Context
The general public as well as professionals like park rangers, ecology consultants, fishers or, of course, the ornithologists themselves might actually be users of an automated bird identifying system, typically in the context of wider initiatives related to ecological surveillance or biodiversity conservation. Using audio records rather than bird pictures is justified by current practices. Birds are actually not easy to photograph as they are most of the time hidden, perched high in a tree or frightened by human presence, whereas audio calls and songs have proved to be easier to collect and much more discriminant. The organization of this task is supported by Xeno-Canto foundation for nature sounds and the French projects Pl@ntNet (INRIA, CIRAD, Tela Botanica) and SABIOD Mastodons.
Task overview
The task will be focused on bird identification based on different types of audio records over 501 species from South America centered on Brazil. Additional information includes contextual meta-data (author, date, locality name, comment, quality rates). The main originality of this data is that it was specifically built through a citizen sciences initiative conducted by Xeno-canto, an international social network of amateur and expert ornithologists. This makes the task closer to the conditions of a real-world application: (i) audio records of the same species are coming from distinct birds living in distinct areas (ii) audio records by different users that might not used the same combination of microphones and portable recorders (iii) audio records are taken at different periods in the year and different hours of a day involving different background noise (other bird species, insect chirping, etc).
Dataset
The dataset will be built from the outstanding Xeno-canto collaborative database (http://www.xeno-canto.org/) involving at the time of writing more than 140k audio records covering 8700 bird species observed all around the world thanks to the active work of more than 1400 contributors.
The subset of Xeno-canto data that will be used for the first year of the task will contain 14027 audio recordings belonging to 501 bird species in Brazil area, i.e. the ones having the more recordings in Xeno-canto database. The amount of 501 classes will clearly go one step further current benchmarks (80 species max) and foster brave new techniques. On the other side, the task will remain feasible with current approaches in terms of the number of records per species and the required hardware to process that data. Detailed statistics are the following:
- minimally 15 recordings per species (maximum 91)
- minimally 10 different recordists, maximally 42, per species.
Audio records of the Xeno-canto dataset centered on Brazil (13/11/2013).
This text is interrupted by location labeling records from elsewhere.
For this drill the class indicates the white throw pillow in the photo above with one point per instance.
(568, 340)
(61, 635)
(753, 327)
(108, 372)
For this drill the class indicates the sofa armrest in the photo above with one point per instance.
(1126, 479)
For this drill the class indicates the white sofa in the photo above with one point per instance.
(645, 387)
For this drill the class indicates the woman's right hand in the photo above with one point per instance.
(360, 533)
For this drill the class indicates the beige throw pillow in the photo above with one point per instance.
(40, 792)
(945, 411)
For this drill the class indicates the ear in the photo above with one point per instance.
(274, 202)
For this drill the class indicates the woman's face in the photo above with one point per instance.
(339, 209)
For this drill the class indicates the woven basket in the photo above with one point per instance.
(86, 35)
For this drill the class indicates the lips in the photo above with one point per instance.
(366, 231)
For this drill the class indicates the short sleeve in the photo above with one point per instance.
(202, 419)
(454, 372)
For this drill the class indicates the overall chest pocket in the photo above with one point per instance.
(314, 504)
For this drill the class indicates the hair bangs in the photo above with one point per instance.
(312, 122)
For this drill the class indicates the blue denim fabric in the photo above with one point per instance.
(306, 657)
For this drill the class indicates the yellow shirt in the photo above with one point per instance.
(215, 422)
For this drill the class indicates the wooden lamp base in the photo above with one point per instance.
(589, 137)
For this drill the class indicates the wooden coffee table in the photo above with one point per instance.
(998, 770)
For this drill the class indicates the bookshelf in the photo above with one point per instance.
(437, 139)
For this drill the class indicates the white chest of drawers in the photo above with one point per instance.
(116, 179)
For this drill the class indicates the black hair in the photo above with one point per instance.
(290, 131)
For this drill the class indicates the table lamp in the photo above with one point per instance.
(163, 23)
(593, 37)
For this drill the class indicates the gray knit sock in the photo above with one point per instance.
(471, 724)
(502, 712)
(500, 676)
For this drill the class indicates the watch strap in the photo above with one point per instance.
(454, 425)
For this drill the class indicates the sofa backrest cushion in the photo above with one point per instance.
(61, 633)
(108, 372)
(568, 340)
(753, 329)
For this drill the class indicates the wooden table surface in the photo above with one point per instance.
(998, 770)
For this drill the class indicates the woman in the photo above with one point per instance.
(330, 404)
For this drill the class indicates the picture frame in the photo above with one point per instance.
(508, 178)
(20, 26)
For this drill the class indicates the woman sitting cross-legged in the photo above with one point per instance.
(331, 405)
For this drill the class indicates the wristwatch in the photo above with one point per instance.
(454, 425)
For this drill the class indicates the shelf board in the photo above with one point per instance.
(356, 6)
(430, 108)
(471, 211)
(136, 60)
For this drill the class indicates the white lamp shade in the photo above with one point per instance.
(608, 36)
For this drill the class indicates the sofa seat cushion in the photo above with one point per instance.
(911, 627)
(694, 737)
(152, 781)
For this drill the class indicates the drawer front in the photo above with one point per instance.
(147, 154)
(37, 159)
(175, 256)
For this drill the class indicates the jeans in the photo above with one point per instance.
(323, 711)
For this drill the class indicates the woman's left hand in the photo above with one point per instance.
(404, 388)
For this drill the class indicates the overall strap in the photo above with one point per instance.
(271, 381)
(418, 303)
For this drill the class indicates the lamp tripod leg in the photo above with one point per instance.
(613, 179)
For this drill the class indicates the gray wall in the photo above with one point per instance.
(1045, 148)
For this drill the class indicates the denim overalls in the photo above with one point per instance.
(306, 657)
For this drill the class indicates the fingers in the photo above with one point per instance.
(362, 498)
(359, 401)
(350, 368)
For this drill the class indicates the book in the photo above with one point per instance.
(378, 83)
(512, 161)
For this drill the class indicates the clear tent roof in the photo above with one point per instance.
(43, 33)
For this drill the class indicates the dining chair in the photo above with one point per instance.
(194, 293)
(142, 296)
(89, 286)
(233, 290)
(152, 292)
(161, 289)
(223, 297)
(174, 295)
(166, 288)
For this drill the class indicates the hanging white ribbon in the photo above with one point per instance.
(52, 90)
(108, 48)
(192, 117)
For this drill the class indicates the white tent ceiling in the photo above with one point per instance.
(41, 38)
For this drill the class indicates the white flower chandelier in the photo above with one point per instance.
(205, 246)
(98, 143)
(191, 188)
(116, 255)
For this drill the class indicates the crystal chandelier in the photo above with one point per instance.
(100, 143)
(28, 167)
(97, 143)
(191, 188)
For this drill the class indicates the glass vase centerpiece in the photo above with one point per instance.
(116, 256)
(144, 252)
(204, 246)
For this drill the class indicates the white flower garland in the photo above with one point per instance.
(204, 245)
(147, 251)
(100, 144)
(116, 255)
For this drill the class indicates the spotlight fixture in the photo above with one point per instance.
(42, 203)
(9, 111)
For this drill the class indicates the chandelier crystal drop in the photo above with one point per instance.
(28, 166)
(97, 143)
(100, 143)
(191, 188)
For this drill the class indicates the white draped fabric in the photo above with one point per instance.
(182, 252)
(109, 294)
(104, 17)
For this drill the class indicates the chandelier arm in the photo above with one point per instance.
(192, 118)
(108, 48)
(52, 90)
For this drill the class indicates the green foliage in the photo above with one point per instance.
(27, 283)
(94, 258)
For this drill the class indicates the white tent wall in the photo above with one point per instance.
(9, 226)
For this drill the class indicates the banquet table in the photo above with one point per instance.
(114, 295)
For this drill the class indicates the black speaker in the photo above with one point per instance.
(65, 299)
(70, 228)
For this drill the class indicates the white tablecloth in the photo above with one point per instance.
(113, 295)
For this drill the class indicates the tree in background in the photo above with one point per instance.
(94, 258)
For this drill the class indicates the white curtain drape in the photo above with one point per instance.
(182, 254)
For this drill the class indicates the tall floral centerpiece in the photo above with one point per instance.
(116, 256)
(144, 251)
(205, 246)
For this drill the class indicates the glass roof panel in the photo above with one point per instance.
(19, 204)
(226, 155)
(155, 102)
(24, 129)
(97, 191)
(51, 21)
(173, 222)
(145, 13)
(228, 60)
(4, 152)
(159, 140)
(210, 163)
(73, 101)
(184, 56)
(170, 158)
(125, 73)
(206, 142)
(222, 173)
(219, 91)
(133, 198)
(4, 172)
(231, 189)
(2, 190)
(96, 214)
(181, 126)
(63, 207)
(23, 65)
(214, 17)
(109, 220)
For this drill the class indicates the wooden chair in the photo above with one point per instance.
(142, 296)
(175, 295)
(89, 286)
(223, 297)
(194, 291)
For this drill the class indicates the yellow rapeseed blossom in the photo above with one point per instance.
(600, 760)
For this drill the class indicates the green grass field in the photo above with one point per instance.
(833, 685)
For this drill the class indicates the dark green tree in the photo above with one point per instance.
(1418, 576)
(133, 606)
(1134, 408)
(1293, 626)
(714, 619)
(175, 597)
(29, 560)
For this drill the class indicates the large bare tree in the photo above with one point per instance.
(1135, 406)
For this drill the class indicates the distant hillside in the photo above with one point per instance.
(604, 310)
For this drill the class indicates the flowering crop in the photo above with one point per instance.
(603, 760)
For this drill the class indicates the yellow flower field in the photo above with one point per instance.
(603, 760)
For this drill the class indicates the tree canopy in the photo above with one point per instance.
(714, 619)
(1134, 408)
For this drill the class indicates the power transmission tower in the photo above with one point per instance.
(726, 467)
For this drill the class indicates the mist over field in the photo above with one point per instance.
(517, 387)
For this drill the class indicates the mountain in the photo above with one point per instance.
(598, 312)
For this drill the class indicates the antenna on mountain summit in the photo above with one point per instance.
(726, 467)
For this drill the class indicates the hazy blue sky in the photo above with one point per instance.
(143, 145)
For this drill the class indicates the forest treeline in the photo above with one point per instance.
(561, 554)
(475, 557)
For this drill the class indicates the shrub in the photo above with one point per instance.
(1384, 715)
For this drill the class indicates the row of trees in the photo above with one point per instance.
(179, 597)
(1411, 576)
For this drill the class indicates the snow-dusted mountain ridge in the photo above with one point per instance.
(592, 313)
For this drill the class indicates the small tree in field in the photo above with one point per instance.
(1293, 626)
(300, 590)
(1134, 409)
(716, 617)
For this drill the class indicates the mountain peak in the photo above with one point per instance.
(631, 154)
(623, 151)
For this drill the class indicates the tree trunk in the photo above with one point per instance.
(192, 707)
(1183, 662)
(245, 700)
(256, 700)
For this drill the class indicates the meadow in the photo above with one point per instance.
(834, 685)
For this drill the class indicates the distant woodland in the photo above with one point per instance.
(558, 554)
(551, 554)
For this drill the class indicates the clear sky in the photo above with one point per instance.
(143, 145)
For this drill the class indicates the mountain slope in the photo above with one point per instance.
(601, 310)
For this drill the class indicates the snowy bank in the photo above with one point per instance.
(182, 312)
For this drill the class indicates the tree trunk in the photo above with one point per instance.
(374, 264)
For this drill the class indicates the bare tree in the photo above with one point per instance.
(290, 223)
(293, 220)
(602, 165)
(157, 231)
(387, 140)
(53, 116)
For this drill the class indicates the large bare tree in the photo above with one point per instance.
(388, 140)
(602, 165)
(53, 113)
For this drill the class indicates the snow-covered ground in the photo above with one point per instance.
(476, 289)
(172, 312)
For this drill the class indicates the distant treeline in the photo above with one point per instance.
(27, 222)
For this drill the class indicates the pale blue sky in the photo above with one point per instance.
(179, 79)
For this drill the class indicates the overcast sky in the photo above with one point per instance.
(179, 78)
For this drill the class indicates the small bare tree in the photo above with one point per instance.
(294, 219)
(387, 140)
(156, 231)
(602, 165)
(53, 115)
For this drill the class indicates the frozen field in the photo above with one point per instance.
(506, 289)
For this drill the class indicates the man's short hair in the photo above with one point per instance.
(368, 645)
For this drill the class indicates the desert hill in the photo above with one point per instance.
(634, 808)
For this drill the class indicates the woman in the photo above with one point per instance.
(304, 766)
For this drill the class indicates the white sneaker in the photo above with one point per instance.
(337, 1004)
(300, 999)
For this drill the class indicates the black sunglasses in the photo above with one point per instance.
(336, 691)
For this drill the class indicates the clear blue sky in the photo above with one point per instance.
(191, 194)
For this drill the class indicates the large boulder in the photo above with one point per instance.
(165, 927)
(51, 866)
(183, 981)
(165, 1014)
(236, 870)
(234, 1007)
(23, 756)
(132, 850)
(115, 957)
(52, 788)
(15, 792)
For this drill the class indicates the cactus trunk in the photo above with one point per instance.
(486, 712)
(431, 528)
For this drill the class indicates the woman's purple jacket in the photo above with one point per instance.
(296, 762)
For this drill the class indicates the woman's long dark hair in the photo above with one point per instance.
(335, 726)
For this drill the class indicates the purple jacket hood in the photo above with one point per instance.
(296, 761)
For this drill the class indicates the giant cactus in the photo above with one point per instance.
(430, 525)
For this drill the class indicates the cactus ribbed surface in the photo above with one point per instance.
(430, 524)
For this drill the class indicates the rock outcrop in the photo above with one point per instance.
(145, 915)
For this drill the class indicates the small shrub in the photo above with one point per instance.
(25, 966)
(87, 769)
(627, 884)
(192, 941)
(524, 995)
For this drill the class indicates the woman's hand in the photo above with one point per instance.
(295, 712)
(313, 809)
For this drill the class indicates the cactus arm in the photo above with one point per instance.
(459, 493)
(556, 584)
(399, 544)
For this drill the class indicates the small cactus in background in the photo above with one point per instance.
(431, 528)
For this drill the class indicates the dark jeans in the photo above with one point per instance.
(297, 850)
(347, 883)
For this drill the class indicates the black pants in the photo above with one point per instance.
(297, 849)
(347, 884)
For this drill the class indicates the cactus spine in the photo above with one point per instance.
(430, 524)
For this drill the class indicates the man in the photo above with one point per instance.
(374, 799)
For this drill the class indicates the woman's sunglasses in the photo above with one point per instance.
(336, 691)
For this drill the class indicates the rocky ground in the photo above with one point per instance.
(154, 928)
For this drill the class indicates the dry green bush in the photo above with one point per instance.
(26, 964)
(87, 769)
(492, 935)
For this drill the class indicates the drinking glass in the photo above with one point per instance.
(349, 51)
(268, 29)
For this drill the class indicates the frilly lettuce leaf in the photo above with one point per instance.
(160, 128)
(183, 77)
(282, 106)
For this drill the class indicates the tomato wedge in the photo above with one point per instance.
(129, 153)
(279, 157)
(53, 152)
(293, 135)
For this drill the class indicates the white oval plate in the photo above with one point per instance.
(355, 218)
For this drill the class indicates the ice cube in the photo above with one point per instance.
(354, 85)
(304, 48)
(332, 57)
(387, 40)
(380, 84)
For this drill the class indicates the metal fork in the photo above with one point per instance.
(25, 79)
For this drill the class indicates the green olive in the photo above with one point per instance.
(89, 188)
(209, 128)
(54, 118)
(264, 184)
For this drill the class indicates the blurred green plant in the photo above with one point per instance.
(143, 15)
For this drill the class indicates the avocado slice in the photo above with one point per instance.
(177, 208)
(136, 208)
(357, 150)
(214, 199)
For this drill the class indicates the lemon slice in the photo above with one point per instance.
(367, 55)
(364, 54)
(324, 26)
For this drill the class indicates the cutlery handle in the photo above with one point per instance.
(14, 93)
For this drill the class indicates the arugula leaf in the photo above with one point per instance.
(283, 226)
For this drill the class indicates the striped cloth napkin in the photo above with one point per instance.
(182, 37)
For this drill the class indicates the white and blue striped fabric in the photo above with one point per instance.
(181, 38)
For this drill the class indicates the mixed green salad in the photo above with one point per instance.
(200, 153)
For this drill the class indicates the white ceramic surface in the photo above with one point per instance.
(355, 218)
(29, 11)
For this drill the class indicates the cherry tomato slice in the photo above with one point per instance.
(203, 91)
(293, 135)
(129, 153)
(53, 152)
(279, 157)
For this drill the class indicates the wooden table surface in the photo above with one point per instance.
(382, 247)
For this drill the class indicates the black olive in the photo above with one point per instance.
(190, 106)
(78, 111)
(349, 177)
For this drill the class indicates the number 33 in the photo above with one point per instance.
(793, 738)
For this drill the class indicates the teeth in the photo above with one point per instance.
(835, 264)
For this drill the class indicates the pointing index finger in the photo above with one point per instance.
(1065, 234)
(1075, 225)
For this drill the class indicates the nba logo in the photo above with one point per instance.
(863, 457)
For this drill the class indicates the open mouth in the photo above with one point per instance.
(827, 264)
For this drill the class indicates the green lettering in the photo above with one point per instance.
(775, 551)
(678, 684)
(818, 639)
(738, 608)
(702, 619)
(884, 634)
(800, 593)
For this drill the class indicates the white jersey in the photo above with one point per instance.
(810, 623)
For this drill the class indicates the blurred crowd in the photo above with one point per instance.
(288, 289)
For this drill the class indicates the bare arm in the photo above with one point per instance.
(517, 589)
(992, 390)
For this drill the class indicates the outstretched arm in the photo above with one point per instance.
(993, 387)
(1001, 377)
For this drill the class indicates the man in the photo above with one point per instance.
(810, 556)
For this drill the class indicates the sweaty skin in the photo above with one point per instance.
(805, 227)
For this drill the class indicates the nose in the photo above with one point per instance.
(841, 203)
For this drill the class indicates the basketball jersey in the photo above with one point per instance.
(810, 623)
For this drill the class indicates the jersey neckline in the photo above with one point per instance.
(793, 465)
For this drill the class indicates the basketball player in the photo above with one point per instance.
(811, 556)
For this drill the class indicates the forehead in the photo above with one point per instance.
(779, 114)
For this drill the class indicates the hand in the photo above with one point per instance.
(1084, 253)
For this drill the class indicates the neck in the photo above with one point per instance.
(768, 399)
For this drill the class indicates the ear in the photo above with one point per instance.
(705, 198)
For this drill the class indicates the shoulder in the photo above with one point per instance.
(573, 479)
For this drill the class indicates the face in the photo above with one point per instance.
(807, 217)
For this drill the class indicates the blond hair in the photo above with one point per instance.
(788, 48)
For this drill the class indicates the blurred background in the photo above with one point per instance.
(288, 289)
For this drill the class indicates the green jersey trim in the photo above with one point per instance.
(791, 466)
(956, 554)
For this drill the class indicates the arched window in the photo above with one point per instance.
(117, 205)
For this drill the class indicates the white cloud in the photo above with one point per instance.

Before we release this BirdCLEF2014 dataset, sample records can be easily found on Xeno-canto website:
http://www.xeno-canto.org/
Please DO NOT download the whole Xeno-canto data yourself by using their API. Their system is actually not calibrated to support such massive access and they will provide us specific links to download the training data. Please also notice that, to allow a fair evaluation, it will be strictly forbidden to use the online resources of Xeno-canto as training data because some of them might be used as queries in the official test set of the task. More generally, it will be forbidden to use any external training data to enrich the provided one. Many Xeno-canto contents are actually circulating freely on the web and we could not guaranty that the data crawled by some participants does not include some of the records we will use in the test set.
Audio records are associated to various metadata such as the type of sound (call, song, alarm, flight, etc.), the date and localization of the observations (from which rich statistics on species distribution can be derived), some textual comments of the authors, multilingual common names and collaborative quality ratings. The available metadata for each recording includes:
- MediaId: the audio record ID
- FileName: the (normalized) audio record filename
- ClassId: the class ID that must be used as ground-truth
- Species the species name
- Genus: the name of the Genus, one level above the Species in the taxonomical hierarchy used by Xeno-canto
- Family: the name of the Family, two levels above the Species in the taxonomical hierarchy used by Xeno-canto
- Sub-species: (if available) the name of the sub-species, one level under the Species in the taxonomical hierarchy used by Xeno-canto
- VernacularNames: (if available) english common name(s)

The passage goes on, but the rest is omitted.